Justin wants to use 376 ft of fencing to fence off the greatest possible rectangular area for a garden. What dimensions should he use? What will be the area of the garden?
A. 89 x 99; 8811 ft
B. 92 x 96; 8832 ft
C. 94 x 94; 8836 ft
D. 93 x 95; 8835 ft
thinking the answer is d, am i correct
Does D have the largest area?
no, it would be C.
Yes, C is right.
To find the dimensions that would result in the greatest possible rectangular area, you can follow these steps:
1. Let's assume the length of the garden is L and the width is W. Therefore, we have two sides of length L and two sides of length W.
2. The perimeter of the rectangle is given as 376 ft. The perimeter is the sum of all four sides: 2L + 2W = 376.
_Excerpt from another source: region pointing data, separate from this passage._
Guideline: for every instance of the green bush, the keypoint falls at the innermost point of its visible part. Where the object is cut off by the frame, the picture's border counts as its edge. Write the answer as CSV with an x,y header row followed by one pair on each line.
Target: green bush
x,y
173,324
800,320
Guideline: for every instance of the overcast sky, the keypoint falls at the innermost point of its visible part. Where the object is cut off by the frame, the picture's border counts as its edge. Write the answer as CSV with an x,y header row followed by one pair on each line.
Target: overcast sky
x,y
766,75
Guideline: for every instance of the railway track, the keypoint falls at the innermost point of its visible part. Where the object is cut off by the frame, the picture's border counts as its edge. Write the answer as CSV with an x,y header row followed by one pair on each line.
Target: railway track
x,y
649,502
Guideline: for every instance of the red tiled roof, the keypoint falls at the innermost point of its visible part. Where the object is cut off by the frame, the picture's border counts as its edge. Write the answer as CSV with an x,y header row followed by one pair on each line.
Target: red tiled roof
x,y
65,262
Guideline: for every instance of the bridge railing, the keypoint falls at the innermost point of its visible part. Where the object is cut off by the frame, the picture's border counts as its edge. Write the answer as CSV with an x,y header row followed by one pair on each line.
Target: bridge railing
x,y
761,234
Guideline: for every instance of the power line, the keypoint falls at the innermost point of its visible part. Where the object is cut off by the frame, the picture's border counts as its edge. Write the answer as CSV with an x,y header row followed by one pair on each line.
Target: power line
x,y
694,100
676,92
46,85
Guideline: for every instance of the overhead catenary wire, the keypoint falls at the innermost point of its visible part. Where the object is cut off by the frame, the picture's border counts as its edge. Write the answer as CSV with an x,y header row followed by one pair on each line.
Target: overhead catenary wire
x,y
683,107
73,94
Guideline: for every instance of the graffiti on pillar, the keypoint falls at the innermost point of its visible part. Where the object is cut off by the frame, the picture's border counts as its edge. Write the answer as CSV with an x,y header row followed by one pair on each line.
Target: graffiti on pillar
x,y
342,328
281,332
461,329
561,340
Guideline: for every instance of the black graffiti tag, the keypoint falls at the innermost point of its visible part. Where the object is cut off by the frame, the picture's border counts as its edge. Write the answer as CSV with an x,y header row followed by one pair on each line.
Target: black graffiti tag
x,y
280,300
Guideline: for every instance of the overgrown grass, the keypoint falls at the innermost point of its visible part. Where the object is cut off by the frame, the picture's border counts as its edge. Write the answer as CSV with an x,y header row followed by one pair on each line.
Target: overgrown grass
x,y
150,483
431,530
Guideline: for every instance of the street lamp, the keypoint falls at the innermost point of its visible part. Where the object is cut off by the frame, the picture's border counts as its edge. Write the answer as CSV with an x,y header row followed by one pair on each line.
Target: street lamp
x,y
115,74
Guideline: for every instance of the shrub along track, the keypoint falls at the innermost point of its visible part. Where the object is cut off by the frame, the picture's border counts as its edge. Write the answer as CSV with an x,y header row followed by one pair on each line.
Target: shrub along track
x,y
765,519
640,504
3. Rearrange the equation to solve for one variable in terms of the other. Let's solve for L by subtracting 2W from both sides: 2L = 376 - 2W, or L = 188 - W.
4. Now, we can substitute this equation for L into the formula for the area of a rectangle, which is A = L * W. So, A = (188 - W) * W.
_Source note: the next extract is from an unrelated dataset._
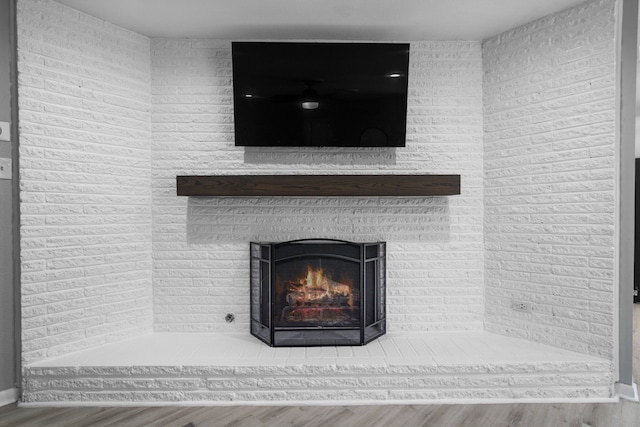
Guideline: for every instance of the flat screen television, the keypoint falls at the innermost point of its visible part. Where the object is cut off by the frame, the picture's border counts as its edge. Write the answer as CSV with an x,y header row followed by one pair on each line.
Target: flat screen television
x,y
320,94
5. Expand the equation: A = 188W - W^2.
6. To find the dimensions that maximize the area, we need to find the value of W that maximizes this quadratic equation. Since the equation is in the form -W^2 + 188W, it will have a maximum value (since the coefficient of W^2 is negative).
7. The x-coordinate of the maximum point of the quadratic equation can be found using the formula x = -b / (2a), where a is the coefficient of W^2 and b is the coefficient of W. In this case, a = -1 and b = 188.
8. Plug in the values for a and b: W = -188 / (2 * -1) = 94.
9. Now that we have the value of W, we can substitute it back into the equation L = 188 - W to find the corresponding value of L: L = 188 - 94 = 94.
10. Therefore, the dimensions of the garden that would result in the greatest possible area are 94 ft by 94 ft.
11. Finally, to calculate the area, we can substitute these values into the area formula: A = 94 * 94 = 8836 ft.
Therefore, option C is correct. The dimensions of the garden are 94 ft by 94 ft, and the area of the garden is 8836 ft.